Memory-like natural killer cell and CD19-antibody based immunotherapy in combination with tyrosine-kinase inhibition of Ph(-like) acute lymphoblastic leukemia

Abstract

Philadelphia-like acute lymphoblastic leukemia (Ph-like ALL) is a molecularly distinct tyrosine kinase-driven entity burdened with a high risk of relapsing disease and poor response toward combinatorial chemotherapy. Tyrosine kinase inhibitors (TKI) have been introduced into recent treatment protocols to improve the survival of patients with Ph-like ALL, yet preliminary data indicate subpar outcome. To advance treatment concepts for this genetic subtype of ALL, engineered antibody and CAR T-cell based immunotherapy has been proposed.
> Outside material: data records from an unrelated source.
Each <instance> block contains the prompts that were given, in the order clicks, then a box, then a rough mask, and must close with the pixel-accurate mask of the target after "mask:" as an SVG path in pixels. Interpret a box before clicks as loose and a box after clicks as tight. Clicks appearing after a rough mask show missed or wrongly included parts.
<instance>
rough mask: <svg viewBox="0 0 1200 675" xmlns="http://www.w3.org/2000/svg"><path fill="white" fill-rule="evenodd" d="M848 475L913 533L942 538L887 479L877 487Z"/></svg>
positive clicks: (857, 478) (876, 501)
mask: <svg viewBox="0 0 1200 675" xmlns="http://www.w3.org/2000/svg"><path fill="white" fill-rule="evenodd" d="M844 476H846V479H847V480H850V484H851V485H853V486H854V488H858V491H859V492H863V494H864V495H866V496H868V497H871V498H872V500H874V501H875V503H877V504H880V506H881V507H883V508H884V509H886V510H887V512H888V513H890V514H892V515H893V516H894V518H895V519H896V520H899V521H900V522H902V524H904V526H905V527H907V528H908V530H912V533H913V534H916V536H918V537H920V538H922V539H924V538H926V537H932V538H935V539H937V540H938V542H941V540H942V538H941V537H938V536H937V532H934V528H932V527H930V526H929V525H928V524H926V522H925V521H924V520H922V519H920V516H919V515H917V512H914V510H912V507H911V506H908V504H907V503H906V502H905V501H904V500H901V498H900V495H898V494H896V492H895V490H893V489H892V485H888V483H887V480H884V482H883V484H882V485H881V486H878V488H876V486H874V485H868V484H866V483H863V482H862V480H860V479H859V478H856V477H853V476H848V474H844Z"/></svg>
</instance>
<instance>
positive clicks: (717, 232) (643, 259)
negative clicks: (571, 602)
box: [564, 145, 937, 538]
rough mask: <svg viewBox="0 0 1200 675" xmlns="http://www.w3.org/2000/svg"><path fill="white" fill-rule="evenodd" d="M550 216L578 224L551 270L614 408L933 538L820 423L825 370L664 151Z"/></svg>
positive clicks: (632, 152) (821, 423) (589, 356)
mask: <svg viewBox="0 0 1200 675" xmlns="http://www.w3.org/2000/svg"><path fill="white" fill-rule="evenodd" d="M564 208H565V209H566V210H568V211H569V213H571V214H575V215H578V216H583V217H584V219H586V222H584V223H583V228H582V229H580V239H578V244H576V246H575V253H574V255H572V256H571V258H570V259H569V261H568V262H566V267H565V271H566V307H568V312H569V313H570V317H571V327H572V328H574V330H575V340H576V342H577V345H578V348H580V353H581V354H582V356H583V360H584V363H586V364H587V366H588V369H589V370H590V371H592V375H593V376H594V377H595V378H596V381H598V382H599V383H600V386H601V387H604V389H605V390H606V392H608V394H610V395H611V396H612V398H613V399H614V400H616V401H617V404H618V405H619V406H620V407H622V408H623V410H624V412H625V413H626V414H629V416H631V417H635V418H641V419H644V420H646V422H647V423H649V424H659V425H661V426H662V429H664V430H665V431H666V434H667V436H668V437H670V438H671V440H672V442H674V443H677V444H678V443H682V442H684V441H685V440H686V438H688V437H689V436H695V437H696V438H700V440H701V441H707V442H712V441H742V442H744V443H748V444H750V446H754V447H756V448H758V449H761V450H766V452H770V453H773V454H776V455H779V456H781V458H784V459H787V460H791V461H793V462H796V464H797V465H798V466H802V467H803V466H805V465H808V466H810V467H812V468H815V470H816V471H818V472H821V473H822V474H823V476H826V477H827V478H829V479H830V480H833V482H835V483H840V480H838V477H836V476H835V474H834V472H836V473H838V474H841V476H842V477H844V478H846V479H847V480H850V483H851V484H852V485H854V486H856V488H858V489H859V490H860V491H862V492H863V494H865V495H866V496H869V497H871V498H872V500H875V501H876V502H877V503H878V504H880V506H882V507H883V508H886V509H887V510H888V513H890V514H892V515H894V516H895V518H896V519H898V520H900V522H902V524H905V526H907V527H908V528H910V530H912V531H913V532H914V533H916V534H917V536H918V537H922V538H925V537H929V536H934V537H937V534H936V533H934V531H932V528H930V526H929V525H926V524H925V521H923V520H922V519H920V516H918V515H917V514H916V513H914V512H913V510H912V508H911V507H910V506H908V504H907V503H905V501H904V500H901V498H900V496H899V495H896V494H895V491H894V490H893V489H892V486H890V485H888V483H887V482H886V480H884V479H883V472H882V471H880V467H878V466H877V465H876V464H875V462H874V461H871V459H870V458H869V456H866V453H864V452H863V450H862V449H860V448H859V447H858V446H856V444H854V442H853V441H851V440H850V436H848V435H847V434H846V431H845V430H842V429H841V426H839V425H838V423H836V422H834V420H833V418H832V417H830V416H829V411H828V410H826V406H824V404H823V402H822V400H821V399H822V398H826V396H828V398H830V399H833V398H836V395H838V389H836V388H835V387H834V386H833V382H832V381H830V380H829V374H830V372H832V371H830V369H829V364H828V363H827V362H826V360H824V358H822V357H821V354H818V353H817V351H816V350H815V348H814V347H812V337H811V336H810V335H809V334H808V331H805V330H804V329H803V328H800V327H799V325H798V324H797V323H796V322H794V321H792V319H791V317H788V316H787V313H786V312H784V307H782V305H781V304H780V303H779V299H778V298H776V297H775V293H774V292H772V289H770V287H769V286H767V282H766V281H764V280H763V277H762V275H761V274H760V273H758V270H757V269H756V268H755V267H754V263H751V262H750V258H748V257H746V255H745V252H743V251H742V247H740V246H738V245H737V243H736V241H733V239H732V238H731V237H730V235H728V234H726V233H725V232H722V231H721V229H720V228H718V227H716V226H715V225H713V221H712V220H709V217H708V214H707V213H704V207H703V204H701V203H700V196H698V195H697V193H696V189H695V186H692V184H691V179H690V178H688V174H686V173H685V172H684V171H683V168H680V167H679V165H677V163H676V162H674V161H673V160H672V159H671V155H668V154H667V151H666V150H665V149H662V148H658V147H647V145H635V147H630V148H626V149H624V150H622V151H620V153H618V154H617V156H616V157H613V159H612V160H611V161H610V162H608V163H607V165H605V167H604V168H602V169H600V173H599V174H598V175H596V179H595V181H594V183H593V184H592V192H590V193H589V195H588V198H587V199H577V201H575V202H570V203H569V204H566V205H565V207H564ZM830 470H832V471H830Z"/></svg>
Alternatively, the clinical use of natural killer cells endowed with a CAR or combined with leukemia epitope-directed antibodies is a conceivable strategy, which allows for an adoptive transfer of immune cells in an allogeneic setting with a low risk of graft-versus-host reaction. Here, we explored memory-like NK cells and Fc-enhanced CD19 antibody-dependent cell-mediated cytotoxicity (ADCC) in combination with TKI directed against in vitro models of kinase-driven leukemia. We demonstrate that the memory-like state of NK cells is determined by interleukin-mediated epigenetic reprogramming resulting in enhanced antileukemic effector functions. TKI differentially interfere with NK cell function and receptor repertoire, but CD19 antibody-mediated cytotoxicity operates ABL and JAK-independent allowing for simultaneous administration of memory-like NK cells, CD19 antibody, and specific TKI with high treatment efficacy in vitro.